Кто-то шикнул, и он замолчал: рыбаки заметили Лазара и Полину. Но те все слышали; страшно бледные, они молча смотрели на разрушение. Разбитые балки — это еще пустяки, но вода будет подниматься в течение двух часов, и если средняя плотина не устоит, селение непременно пострадает. Лазар привлек к себе Полину и обнял ее за талию, чтобы защитить от бешеных порывов ветра, который все срезал на своем пути, словно косой. Потемневшее небо нависло, как зловещая тень, волны ревели, а эти двое, в глубоком трауре, стояли неподвижно, покрытые водяной пылью, окруженные нарастающим воем бури. Рыбаки в ожидании столпились вокруг; несмотря на то, что губы им кривила усмешка, их все сильнее охватывала глухая тревога.
— Ну, теперь уже недолго… — пробормотал Утлар.
Однако плотина все еще держалась. При каждой новой волне, покрывавшей ее густой пеной, из мутной воды показывались черные просмоленные сваи. Но вот отломилась одна из досок, и сразу за ней стало срывать одну за другой и соседние. По словам старожилов, пятьдесят лет не было такого сильного прилива. Вскоре всем пришлось отступить: оторванные балки били по уцелевшим и завершали разрушение плотины, обломки которой волны с силой выбрасывали на берег. Оставалась только одна высокая свая, похожая на веху, поставленную на рифе Бонвильцы перестали смеяться, женщины уносили плачущих детей. Проклятое море теперь взялось и за них; в покорном ужасе ждали они разрушения: что делать, ведь они жили в близком соседстве с необъятным морем, которое одновременно кормило и губило их.

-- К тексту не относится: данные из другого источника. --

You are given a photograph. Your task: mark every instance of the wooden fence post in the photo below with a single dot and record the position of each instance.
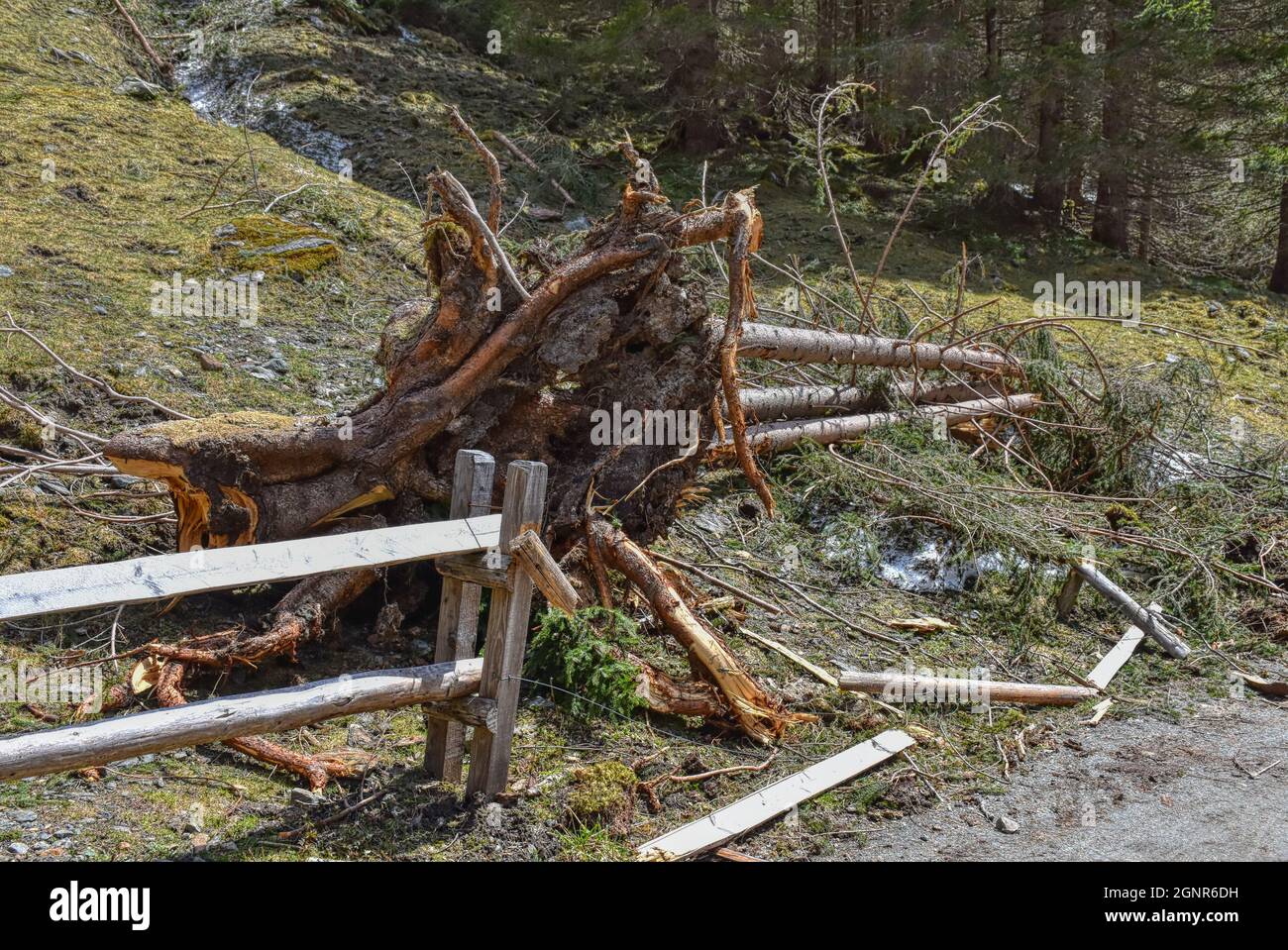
(506, 632)
(459, 611)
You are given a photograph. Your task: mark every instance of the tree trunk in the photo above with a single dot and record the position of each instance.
(481, 365)
(691, 84)
(1279, 275)
(1111, 223)
(1048, 181)
(992, 44)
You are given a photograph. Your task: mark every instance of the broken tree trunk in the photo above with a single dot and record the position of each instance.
(218, 720)
(799, 345)
(778, 435)
(800, 402)
(516, 358)
(758, 713)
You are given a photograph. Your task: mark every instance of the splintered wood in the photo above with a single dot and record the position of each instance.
(774, 799)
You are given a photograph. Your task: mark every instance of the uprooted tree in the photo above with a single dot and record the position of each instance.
(514, 358)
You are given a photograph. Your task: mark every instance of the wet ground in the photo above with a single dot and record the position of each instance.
(1211, 786)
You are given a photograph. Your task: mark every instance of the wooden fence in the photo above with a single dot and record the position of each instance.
(472, 554)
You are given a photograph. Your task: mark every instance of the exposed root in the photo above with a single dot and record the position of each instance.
(299, 618)
(316, 769)
(756, 713)
(743, 241)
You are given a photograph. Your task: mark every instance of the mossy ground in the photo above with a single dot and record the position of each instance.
(124, 210)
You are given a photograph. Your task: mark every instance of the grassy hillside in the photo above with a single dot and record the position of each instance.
(107, 192)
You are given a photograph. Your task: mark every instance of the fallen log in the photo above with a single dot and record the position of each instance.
(523, 158)
(910, 687)
(230, 717)
(758, 713)
(1113, 661)
(800, 402)
(780, 435)
(799, 345)
(1142, 618)
(774, 799)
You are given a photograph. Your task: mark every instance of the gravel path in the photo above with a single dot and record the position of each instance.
(1128, 790)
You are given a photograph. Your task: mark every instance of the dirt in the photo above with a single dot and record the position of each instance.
(1140, 790)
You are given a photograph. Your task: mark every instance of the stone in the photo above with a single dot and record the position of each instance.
(301, 795)
(1006, 825)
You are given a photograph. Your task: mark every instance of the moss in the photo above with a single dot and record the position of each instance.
(273, 244)
(603, 794)
(188, 434)
(20, 430)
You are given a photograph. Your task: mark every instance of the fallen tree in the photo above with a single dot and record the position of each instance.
(515, 353)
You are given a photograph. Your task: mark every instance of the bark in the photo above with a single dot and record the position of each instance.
(756, 713)
(800, 402)
(516, 360)
(1048, 181)
(1111, 222)
(780, 435)
(1279, 275)
(612, 323)
(797, 345)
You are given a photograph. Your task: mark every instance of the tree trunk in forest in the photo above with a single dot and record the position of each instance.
(1279, 275)
(992, 44)
(526, 373)
(487, 364)
(1111, 223)
(1048, 180)
(691, 80)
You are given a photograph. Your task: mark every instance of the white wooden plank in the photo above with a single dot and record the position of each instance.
(219, 570)
(774, 799)
(1121, 652)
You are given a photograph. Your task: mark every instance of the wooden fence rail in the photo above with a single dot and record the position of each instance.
(473, 555)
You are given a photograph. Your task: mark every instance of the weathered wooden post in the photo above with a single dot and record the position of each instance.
(458, 613)
(507, 631)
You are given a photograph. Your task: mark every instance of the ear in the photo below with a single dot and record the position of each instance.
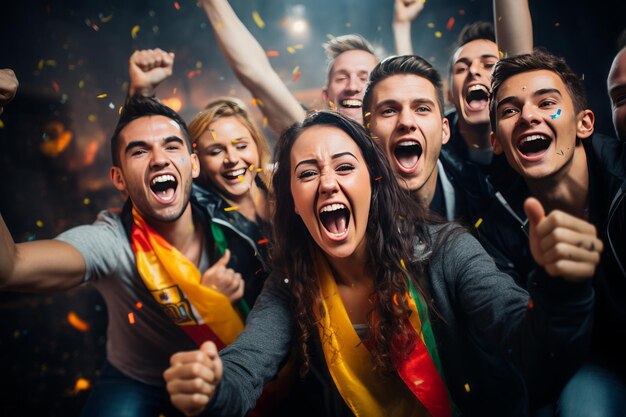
(584, 124)
(445, 131)
(195, 166)
(497, 149)
(117, 178)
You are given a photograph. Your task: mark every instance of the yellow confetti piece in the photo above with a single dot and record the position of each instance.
(257, 19)
(134, 31)
(76, 322)
(81, 384)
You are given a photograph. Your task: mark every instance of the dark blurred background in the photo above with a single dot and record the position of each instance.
(71, 58)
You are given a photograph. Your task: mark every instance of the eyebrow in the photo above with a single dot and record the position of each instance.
(539, 92)
(466, 60)
(314, 161)
(144, 144)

Все разбежались в разные стороны, слышался только топот тяжелых башмаков. Все спешили укрыться за оградой из валунов, тянувшейся вдоль берега и служившей теперь единственной защитой для хижин. Сваи уже поддались, доски были сорваны, и огромные волны перекатывались через низкую стену. Ничто больше не останавливало их напора. Новый вал разбил окна и затопил кухню в доме Утлара. Это было полное поражение. Осталось лишь одно победоносное море, сметавшее все перед собой.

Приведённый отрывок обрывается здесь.